Minstens één keer per jaar maak ik een harde val. Echter, zo hard als ik dit jaar viel, zo viel ik niet eerder. Een tijd lang wist ik niet wat er gebeurde. Zag ik niks. Hapte ik naar adem. Had ik niets om me aan vast te houden.

Het was toen ik in een blueberry muffin beet, in die leuke boekenwinkel annex koffiebar, dat hij op me af kwam. Hij zei: 'De bus met Roma komt toch niet'. Hij lachte gul en leek opgetogen dat uitgerekend hij z'n nieuwtje aan mij kwijt kon. Nu ja, met een mond vol blueberry muffin kon ik niet gek veel zeggen, maar ik keek hem oprecht verwonderd aan.
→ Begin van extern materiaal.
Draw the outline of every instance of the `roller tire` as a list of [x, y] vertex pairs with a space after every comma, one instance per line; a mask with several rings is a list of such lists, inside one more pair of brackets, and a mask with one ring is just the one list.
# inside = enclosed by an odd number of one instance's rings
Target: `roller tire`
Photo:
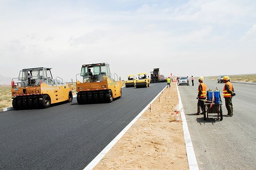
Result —
[[220, 121], [221, 121], [223, 119], [223, 115], [222, 115], [222, 105], [221, 105], [220, 106], [219, 108], [219, 115], [220, 115]]
[[22, 105], [22, 99], [19, 98], [17, 101], [17, 105], [18, 109], [21, 110], [23, 108]]
[[113, 94], [112, 91], [109, 90], [108, 93], [105, 93], [105, 101], [106, 103], [111, 103], [113, 101]]
[[81, 96], [82, 102], [81, 104], [86, 104], [87, 103], [87, 99], [86, 98], [86, 96], [87, 94], [83, 94]]
[[28, 109], [29, 108], [29, 104], [28, 103], [28, 99], [23, 98], [22, 99], [22, 104], [23, 105], [23, 109]]
[[39, 96], [36, 96], [33, 97], [33, 104], [34, 107], [35, 109], [39, 109], [40, 108], [40, 105], [39, 102]]
[[51, 105], [51, 98], [48, 94], [44, 95], [42, 100], [40, 100], [40, 107], [43, 109], [49, 108]]
[[28, 99], [27, 101], [28, 106], [30, 109], [33, 109], [34, 107], [34, 100], [33, 98], [30, 98]]
[[87, 98], [88, 98], [87, 102], [89, 103], [93, 103], [93, 93], [91, 93], [91, 92], [88, 93], [88, 95], [87, 96], [87, 97], [88, 97]]
[[82, 101], [81, 100], [82, 96], [80, 94], [78, 94], [76, 96], [76, 101], [78, 104], [82, 104]]
[[121, 97], [122, 97], [122, 89], [120, 89], [120, 96], [119, 96], [118, 98], [120, 98]]
[[17, 110], [18, 109], [17, 100], [16, 98], [14, 98], [12, 99], [12, 107], [15, 109]]
[[104, 94], [103, 93], [99, 94], [99, 102], [101, 103], [104, 103]]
Hij merkte meteen z'n vergissing en zei dat ik zoveel op haar leek, op haar van wie de boekenwinkel annex koffiebar is. Opgewekt at ik verder. Ik lijk graag op iemand.

Haast elke dag is het, dat ik wel ietsje kan bedenken dat me oplucht. Blij maakt zelfs. Dat ik geen buschauffeur hoef te zijn bijvoorbeeld. Of een vergeten euro vind in een jaszak. Of 's morgens ontdek dat ik gisteren krentenbrood kocht.
Zo ook dat ik niet blééf vallen. Dat ik ergens óp viel. Dat daar eindelijk een bodem was.